Dokter bernama Rizal itu terkejut ketika dia melihat Bu Sum berada satu ruangan dengannya. Sama halnya dengan Dara yang terkejut berjumpa kembali dengan lelaki bertubuh tinggi saat mengantarkan laundry-nya kemarin siang.
"Benar Bu Sum, kan?" Rizal memastikan lagi karena dia baru dua kali bertemu dengan wanita paruh baya itu.
"Mas Rizal? Oh Mas Rizal dokter?" Bu Sum pun terkejut.
"Sudah saling kenal rupanya," ujar dokter senior.

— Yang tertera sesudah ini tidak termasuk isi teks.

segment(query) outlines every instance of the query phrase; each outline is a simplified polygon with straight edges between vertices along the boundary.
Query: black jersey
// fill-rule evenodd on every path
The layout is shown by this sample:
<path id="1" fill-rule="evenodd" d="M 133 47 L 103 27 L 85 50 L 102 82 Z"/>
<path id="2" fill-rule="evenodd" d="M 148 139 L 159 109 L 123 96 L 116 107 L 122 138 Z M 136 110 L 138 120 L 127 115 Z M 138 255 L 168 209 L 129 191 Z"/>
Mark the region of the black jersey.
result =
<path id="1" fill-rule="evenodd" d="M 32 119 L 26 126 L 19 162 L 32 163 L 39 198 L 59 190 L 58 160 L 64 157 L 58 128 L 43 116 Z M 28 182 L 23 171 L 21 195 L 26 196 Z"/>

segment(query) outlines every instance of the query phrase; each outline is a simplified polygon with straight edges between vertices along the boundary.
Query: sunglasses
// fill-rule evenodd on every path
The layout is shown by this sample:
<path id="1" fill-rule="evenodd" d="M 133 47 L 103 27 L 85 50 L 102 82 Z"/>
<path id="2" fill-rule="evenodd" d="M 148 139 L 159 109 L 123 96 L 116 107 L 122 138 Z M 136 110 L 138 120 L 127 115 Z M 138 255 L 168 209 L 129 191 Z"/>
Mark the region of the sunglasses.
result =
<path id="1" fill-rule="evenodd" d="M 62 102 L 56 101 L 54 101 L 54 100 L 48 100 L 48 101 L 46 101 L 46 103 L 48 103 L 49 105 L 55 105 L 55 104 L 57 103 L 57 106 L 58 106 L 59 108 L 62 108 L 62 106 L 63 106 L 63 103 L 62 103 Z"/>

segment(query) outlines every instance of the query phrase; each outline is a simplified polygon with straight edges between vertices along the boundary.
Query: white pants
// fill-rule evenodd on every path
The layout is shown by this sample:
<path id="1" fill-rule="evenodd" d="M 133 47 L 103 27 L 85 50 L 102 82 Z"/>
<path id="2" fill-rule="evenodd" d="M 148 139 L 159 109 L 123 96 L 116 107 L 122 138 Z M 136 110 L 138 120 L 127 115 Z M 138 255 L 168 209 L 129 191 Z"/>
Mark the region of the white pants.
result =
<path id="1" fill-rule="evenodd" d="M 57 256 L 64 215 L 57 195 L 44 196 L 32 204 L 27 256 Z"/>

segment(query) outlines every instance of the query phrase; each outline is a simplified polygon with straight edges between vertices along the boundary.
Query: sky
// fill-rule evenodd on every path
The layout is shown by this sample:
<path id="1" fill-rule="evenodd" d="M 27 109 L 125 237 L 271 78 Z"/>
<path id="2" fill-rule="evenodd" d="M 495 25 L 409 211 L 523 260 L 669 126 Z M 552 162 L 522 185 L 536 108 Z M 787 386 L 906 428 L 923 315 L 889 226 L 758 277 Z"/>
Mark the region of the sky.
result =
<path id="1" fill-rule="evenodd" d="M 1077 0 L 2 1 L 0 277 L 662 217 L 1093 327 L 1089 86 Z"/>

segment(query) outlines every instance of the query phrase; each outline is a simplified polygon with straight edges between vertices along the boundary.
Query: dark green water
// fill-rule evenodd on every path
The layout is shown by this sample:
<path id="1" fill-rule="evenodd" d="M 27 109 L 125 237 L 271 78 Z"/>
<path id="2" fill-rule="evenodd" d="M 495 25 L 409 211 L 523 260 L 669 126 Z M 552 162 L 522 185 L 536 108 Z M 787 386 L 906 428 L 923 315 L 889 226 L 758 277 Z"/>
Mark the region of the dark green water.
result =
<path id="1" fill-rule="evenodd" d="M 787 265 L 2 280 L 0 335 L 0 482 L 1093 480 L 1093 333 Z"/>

"Iya, Dok. Ini Bu Sum tempat saya langganan laundry. Silahkan duduk di sini Bu biar saya periksa," kata Rizal mempersilahkan Bu Sum berbaring di tempat tidur pasien.
Beberapa kali dokter Rizal menyentuh bagian leher, pundak dan tulang belikat Bu Sum. Semakin di tekan pun membuat Bu Sum semakin meringis.
"Sering angkat beban berat kah, Bu? Atau sering melakukan kegiatan yang tiba-tiba?" tanya Rizal.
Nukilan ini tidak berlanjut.